Spring Integration Kafka provides Apache Avro backed encoders out of the box, as this is a popular choice for serialization in the big data spectrum. If no encoders are specified as beans, the default encoders provided by Kafka will be used. On that not, if the encoder is configured only for the message and not for the key, the same encoder will be used for both. These are standard Kafka behaviors. Spring Integration Kafka adapter does simply enforce those behaviours. Kafka default encoder expects the data to come as byte arrays and it is a no-op encoder, i.e. it just takes the byte array as it is. When default encoders are used, there are two ways a message can be sent. Either, the sender of the message to the channel can simply put byte arrays as message key and payload. Or, the key and value can be sent as Java Serializable object. In the latter case, the Kafka adapter will automatically convert them to byte arrays before sending to Kafka broker. If the encoders are default and the objects sent are not serializable, then that would cause an error. By providing explicit encoders it is totally up to the developer to configure how the objects are serialized. In that case, the objects may or may not implement the Serializable interface.
A bit more on the Avro support. There are two flavors of Avro encoders provided, one based on the Avro ReflectDatum and the other based on SpecificDatum. The encoding using reflection is fairly simple as you only have to configure your POJO or other class types along with the XML. Here is an example.

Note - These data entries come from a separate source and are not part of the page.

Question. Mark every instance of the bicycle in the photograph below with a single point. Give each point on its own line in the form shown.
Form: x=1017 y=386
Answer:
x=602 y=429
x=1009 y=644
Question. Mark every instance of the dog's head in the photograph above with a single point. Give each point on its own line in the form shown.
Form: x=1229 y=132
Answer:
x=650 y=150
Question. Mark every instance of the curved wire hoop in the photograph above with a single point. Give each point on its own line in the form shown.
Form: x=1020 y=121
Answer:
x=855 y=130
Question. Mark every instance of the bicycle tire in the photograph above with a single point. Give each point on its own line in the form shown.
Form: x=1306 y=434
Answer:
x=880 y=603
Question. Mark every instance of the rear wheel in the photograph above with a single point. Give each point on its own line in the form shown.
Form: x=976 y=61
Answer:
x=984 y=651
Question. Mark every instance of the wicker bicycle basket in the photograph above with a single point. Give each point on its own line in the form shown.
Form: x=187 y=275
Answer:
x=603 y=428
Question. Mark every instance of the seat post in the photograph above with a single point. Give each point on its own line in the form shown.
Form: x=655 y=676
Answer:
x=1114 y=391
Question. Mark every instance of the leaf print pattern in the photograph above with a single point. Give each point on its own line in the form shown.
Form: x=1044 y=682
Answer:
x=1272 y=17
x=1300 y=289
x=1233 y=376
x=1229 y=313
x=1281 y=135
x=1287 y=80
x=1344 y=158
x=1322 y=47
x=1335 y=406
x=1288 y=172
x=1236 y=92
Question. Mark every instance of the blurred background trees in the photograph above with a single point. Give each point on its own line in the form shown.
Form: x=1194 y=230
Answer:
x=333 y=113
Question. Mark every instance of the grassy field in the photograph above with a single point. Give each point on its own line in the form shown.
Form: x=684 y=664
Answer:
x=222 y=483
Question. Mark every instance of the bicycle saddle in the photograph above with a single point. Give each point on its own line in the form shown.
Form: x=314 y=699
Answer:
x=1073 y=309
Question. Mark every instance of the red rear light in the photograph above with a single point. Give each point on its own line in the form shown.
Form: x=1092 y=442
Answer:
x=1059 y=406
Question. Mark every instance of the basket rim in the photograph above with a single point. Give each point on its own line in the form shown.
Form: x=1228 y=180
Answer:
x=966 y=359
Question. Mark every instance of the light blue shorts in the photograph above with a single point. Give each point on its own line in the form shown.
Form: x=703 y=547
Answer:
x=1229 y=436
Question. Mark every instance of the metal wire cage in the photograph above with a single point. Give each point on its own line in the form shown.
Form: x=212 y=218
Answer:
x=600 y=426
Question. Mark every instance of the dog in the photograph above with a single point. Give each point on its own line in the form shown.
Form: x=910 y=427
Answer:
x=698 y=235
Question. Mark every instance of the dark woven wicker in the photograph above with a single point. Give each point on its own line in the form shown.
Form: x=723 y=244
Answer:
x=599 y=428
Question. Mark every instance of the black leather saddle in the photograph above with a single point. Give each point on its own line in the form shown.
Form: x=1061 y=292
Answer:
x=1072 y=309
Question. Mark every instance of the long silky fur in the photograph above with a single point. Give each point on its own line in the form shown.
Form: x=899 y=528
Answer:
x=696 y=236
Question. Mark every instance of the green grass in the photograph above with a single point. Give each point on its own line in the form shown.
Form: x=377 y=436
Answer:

<bean id="kafkaEncoder" class="org.springframework.integration.kafka.serializer.avro.AvroReflectDatumBackedKafkaEncoder"> <constructor-arg value="java.lang.String" /> </bean>
Reflection based encoding may not be appropriate for large scale systems and Avro's SpecificDatum based encoders can be a better fit. In this case, you can generate a specific Avro object (a glorified POJO) from a schema definition. The generated object will store the schema as well. In order to do this, you need to generate the Avro object separately though. There are both maven and gradle plugins available to do code generation automatically. You have to provide the avdl or avsc files to specify your schema. Once you take care of these steps, you can simply configure a specific datum based Avro encoder (see the first example above) and pass along the fully qualified class name of the generated Avro object for which you want to encode instances. The samples project has examples of using both of these encoders.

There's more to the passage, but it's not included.